I think the main difference is the data process, because if i use processed data of mine, there is still the performance diff. @Yuki0613
Can the code to process pdbbind to the test data be provided? @luwei0917

  1. I use the data process code in this code base, but got 3265 pocket samples in the test set, however your notebook shows 2879 pocket samples.
  2. what's the process of 'renumber_atom_index_same_as_smiles' in the notebook?
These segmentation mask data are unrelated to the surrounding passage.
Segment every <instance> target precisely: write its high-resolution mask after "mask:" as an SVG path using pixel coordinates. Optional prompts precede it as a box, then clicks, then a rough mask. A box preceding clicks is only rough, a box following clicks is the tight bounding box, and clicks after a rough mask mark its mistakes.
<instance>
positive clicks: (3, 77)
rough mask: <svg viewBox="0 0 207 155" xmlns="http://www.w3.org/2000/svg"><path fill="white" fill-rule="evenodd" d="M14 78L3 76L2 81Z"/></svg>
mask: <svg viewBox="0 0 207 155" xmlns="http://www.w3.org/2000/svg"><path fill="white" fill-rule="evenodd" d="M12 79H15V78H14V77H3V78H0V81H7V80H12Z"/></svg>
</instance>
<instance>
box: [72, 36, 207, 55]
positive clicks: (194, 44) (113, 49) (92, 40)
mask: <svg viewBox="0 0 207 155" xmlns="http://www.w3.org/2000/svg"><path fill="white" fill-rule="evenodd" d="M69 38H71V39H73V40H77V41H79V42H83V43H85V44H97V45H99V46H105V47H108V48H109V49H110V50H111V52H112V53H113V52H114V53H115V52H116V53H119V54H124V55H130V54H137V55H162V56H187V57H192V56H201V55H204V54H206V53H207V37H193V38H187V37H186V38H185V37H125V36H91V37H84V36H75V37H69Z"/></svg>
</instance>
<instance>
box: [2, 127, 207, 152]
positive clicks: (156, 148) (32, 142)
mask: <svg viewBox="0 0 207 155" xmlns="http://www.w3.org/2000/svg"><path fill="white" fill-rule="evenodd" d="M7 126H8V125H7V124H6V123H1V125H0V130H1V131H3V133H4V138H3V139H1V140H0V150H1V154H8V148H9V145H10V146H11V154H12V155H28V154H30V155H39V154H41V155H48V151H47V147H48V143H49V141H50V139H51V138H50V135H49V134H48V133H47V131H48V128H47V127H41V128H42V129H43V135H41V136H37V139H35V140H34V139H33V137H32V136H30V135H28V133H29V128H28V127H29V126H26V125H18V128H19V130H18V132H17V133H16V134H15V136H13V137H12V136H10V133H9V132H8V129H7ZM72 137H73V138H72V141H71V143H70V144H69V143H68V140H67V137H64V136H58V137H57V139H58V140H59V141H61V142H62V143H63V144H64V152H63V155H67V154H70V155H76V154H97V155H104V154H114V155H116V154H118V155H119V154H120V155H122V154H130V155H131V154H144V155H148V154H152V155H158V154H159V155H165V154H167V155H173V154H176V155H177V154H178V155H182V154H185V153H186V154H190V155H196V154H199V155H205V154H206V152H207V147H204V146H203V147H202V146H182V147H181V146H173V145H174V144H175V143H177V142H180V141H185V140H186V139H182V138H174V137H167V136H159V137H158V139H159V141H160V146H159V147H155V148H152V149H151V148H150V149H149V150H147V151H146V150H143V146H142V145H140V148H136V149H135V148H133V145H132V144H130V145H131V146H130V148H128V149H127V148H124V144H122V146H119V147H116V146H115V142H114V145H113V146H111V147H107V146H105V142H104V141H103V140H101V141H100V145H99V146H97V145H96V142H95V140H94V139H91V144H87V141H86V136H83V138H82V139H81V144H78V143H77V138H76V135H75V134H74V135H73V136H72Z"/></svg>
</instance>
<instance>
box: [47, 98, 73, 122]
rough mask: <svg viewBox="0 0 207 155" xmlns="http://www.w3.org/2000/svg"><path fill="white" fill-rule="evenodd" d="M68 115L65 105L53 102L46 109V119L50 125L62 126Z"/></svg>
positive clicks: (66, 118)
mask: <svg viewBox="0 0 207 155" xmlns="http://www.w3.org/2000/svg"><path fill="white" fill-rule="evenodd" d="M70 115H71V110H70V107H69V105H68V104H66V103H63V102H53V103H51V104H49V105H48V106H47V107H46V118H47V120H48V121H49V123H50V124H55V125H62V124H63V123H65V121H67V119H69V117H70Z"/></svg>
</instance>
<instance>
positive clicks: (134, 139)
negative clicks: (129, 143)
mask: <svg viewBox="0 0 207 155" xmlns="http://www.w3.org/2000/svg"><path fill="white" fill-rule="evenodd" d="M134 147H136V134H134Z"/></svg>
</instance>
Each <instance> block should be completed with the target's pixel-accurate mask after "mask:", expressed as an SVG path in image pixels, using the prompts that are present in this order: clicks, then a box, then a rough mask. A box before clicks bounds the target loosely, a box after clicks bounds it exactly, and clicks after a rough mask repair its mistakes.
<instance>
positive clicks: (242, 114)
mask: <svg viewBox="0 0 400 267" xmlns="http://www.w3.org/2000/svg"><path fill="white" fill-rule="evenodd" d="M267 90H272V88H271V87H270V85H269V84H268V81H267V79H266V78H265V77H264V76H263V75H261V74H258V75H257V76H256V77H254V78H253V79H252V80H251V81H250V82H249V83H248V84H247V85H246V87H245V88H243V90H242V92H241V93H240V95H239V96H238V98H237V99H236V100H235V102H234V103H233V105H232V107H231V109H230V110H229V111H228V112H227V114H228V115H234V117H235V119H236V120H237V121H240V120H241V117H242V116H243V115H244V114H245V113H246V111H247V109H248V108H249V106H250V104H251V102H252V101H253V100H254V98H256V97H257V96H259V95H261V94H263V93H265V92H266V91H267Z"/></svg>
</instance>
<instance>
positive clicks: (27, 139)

I used top10 p2rank pockets. you probably used all pockets.
"renumber_atom_index_same_as_smiles" folder is created by cell10 of
https://github.com/luwei0917/TankBind/blob/ed4c87f47b8268e7ee4f4dc824656fdfe6883593/examples/construction_PDBbind_training_and_test_dataset.ipynb

Can the training code be updated?
For example in the data.py, many names of pt files are mismatched with those in contruction_dataset notebook.
Moreover, there are two compound_dict in new_dataset.compound_dict and all_pocket_test.compound_dict, but these is only one compound_dict in the contruction_dataset notebook?
@luwei0917

Can the training code be updated? For example in the data.py, many names of pt files are mismatched with those in contruction_dataset notebook. Moreover, there are two compound_dict in new_dataset.compound_dict and all_pocket_test.compound_dict, but these is only one compound_dict in the contruction_dataset notebook? @luwei0917

I think new_dataset.compound_dict is built by construction_PDBbind_training_and_test_dataset.ipynb notebook, which is named compound_torchdrug_features.pt. The other two dicts (should be the same), all_pocket_test.compound_dict and all_pocket_test.compound_dict, is built by testset_evaluation_cleaned.ipynb notebook, which is named pdbbind_test_compound_dict_based_on_rdkit.pt.